Wednesday October 16th, 2013

The exercise:

Write about: awareness.

Okay, now the box program is officially done for the year. Rather anticlimactically too - I was changing Max's diaper when our final customer arrived to collect her family's produce.

This morning I harvested (well, mostly I just collected things that had already been harvested) for restaurant, bakery, and coffee shop orders, then delivered them after lunch. If we don't have much in the way of locals ordering next week I might actually be able to get everything done on Tuesday.

That would be a nice change.

Mine:

He was oblivious for so long
That his work was very wrong.
He would squander every day
With nothing genuine to say,
A slave to greed's siren song.

We never expected him to change,
With no reason to rearrange
His behaviours or how he thought,
But then one day he was caught
Doing something very strange.

There he was, fashionable and tanned,
The richest man in all the land,
With a new outlook on his life
After the loss of his dear wife,
Now determined to lend a hand.

3 comments:

Greg said...

Congratulations on the end of the box program for another successful year! Well, if you want an exciting end (and given I notice you're catching up on comments again), maybe you use that cannon you're thinking of buying for bowling and set it off to signify both the start and end of the box program? That would be fun!
Your poem today puts me very much in mind of lyrics, and I'm quite curious as to whether you were imagining performing this or singing it when you were writing. The twist at the end is artfully done, and the rhyme scheme is both unusual and very effective.

Awareness
Tap. Tap. Tappity tap.
As awareness gradually filtered into his sleep-sodden brain realised that he felt warm and compressed. His eyes stayed closed, wondering what was wrong. His arms didn't seem able to move much... ah, he'd rolled him up in the sheets in the night again, hadn't he? That's why he couldn't move much. He relaxes again.
Tap. Tao. Tao.
Ok, that was odd. More awareness seeped into his brain, and he realised that someone knocking on his forehead wasn't normal. What the hell was going on?
He opened his eyes, finally back to full consciousness, and found an egg-shaped head inches away from his own; a long spidly, spider-like body stretched out over him, pinning him down, and a bony finger steadily tapping on his forehead like it was trying to find a way in.
He could see his distorted reflection in the shiny skin stretched over the egg-shaped head.

Anonymous said...

Awareness

I listened to my taped reading from the psychic: "We are here to be expressions of the infinite possibilities in universal awareness, not to be clones of someone else's thoughts, opinions or so-called truth. Take the glow worm: the keywords are a light in the darkness, guidance, new hope, optimism after difficulties. There are few places where one can see glow worms in the wild. Two come to mind: New Zealand and the Gold Coast Hinterland. These are places of nature, gentile, soothing, restful, as rain-forests abound (places of water and earth). It takes effort to see them, an effort that is part of an overall effort at healing, an effort at vacationing, taking time out from the daily round. In the darkness or gloom, in the quiet corners of the mind, their light is gentle, guiding, like tiny glimmers of hope before the horizon of a new day dawns. It is the gentle light of peaceful nights, cooler, restful days, unlike the mad dash of summer sun and glare. Things are not glaringly obvious, they take time to dawn, the insights of awareness are not to be stuffed carelessly into a grab bag of hodge podge ideas, but rather they dawn in one, floating in on the gentlest breeze. Messages from the other side can come in the subtlest of ways, in the slightest stirring of the mind, in the words of a song playing in the background amidst shopping centre noise, on a billboard on the highway, or in the passing wisdom of a toddler's suddenly uttered words. Wisdom is everywhere in the universe, it is knitted into its fabric, and it will guide us, sometimes when we least expect it, but always when we most need it."
It's just what I needed to hear.

Marc said...

Greg - that cannon idea is a fine one, I shall have to forward it on to Kat!

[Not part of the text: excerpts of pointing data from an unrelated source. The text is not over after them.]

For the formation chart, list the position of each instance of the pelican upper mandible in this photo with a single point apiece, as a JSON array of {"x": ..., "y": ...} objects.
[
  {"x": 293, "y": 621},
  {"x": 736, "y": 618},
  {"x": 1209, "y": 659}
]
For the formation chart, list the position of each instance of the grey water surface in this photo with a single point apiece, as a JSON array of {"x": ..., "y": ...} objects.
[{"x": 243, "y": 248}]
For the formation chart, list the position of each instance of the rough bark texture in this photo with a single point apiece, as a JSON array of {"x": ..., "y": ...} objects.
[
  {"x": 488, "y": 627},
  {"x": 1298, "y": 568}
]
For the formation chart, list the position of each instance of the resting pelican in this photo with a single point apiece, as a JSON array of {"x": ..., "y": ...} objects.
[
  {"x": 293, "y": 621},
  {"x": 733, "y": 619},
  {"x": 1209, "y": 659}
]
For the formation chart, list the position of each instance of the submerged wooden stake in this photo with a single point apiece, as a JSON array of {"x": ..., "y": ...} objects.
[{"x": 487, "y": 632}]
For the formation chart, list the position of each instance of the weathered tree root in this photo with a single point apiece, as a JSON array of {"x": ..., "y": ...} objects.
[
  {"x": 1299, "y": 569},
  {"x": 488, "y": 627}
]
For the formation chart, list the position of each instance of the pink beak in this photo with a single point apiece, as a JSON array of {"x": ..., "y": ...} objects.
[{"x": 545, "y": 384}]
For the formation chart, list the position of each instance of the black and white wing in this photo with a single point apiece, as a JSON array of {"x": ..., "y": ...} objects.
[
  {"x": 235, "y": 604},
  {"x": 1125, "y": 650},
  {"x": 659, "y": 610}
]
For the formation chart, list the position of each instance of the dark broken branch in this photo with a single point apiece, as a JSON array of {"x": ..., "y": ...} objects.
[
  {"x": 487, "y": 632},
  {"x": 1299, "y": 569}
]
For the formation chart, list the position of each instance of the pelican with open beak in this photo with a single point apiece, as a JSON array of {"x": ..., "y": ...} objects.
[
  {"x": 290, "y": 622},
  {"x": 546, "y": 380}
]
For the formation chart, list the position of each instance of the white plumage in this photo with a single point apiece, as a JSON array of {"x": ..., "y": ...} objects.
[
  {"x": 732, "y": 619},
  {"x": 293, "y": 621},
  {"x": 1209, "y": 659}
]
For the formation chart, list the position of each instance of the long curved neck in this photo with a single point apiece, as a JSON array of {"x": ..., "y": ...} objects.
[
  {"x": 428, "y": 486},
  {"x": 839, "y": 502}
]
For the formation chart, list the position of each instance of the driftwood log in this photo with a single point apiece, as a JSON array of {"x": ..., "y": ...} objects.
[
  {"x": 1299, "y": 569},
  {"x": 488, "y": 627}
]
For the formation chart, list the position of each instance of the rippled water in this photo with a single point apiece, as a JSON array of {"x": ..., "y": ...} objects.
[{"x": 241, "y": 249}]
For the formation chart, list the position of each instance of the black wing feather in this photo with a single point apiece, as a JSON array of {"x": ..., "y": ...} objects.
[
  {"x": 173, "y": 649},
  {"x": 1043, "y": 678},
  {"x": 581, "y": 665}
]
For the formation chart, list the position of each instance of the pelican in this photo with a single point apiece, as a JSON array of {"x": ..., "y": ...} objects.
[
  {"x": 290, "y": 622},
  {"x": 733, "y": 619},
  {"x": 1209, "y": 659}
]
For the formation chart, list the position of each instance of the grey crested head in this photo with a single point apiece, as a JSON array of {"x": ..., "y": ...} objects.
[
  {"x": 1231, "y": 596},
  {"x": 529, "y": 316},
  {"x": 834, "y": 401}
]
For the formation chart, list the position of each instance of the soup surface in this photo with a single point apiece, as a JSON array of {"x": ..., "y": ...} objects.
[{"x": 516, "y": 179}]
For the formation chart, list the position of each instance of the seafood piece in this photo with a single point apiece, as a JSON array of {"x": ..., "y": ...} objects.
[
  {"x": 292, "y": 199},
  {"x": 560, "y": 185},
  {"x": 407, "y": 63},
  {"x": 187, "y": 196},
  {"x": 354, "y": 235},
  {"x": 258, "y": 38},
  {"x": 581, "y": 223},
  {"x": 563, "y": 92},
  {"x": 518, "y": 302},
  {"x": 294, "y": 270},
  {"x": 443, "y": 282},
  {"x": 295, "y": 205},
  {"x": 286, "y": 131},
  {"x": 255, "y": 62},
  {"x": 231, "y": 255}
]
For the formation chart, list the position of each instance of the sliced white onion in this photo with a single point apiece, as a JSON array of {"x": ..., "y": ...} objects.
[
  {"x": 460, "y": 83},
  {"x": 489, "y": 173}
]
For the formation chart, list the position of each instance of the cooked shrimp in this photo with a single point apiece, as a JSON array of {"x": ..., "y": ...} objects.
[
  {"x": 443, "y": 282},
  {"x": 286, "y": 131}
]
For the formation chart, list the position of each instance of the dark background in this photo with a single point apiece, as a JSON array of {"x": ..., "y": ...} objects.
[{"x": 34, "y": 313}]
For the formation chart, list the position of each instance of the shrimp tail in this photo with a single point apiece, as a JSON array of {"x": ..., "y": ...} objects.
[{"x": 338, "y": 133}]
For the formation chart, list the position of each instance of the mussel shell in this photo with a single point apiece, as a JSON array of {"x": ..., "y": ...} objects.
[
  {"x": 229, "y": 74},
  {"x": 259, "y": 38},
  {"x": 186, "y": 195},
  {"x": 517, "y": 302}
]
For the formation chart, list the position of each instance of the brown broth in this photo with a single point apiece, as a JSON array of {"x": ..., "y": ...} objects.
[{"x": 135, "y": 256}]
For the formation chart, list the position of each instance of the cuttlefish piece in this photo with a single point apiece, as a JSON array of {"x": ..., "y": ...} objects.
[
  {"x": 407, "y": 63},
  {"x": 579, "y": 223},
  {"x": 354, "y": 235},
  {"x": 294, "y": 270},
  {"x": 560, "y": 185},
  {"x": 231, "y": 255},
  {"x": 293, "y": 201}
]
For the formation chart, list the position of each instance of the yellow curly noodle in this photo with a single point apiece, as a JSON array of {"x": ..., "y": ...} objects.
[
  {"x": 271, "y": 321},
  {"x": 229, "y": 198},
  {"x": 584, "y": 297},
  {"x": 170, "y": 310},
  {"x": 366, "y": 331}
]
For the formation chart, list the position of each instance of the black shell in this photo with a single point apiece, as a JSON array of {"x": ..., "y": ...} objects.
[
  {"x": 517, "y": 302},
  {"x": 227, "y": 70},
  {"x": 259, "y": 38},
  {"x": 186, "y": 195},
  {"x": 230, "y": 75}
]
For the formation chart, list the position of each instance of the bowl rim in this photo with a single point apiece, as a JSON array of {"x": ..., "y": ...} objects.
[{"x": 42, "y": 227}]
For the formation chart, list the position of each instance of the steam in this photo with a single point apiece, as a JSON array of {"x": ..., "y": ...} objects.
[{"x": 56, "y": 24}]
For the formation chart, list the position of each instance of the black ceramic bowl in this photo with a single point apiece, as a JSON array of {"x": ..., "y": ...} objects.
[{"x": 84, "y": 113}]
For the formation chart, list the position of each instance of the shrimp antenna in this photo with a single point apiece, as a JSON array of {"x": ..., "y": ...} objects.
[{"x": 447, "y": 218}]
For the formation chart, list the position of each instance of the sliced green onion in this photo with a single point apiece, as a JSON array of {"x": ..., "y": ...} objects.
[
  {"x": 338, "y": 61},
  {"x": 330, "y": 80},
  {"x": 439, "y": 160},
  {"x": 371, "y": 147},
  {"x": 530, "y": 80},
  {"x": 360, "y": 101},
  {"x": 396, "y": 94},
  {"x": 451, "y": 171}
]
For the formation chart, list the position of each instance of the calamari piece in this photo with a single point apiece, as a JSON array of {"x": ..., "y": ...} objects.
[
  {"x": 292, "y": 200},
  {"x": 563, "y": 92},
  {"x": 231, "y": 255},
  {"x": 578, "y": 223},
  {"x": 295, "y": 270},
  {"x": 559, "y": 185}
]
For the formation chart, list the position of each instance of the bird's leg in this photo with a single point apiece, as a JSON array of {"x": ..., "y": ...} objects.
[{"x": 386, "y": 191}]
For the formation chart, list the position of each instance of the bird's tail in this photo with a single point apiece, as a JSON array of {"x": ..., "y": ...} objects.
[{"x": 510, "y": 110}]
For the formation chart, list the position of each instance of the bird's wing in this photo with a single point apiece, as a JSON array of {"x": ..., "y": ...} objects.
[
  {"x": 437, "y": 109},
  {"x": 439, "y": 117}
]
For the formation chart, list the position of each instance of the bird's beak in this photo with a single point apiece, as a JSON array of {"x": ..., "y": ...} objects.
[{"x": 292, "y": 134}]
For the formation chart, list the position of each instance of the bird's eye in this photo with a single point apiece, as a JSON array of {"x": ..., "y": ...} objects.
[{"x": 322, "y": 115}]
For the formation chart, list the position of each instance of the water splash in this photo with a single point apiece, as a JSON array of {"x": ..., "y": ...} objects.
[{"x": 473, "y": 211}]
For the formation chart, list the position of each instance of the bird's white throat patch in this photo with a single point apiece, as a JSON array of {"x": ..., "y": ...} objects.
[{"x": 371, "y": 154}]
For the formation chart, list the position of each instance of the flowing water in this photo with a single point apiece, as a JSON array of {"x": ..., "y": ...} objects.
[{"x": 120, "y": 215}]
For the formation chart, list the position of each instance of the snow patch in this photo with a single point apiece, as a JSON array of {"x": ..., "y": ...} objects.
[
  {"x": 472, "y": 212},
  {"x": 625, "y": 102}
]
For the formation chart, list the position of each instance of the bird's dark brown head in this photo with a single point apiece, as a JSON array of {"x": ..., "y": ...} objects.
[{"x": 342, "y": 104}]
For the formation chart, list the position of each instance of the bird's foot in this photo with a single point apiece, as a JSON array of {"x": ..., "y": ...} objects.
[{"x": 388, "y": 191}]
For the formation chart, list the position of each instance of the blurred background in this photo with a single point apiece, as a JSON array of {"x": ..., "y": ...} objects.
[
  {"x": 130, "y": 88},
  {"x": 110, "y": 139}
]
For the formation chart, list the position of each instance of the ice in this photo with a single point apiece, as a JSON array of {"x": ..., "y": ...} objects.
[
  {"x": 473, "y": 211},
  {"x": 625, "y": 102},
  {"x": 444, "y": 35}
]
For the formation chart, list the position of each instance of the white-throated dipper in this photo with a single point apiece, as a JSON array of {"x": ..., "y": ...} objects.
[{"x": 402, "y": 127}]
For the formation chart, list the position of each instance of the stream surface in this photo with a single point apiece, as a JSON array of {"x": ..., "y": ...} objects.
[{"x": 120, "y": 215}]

I don't think I was feeling especially musical when I was writing this, so I'm intrigued by your reading of it. And thank you for your kind words on it!

Friggin' hell. You and your creepy scenes. Have you ever written an all out horror story before? Because you probably should.

Writebite - love the message. Some great imagery in there as well, but its the lesson imparted that really struck me.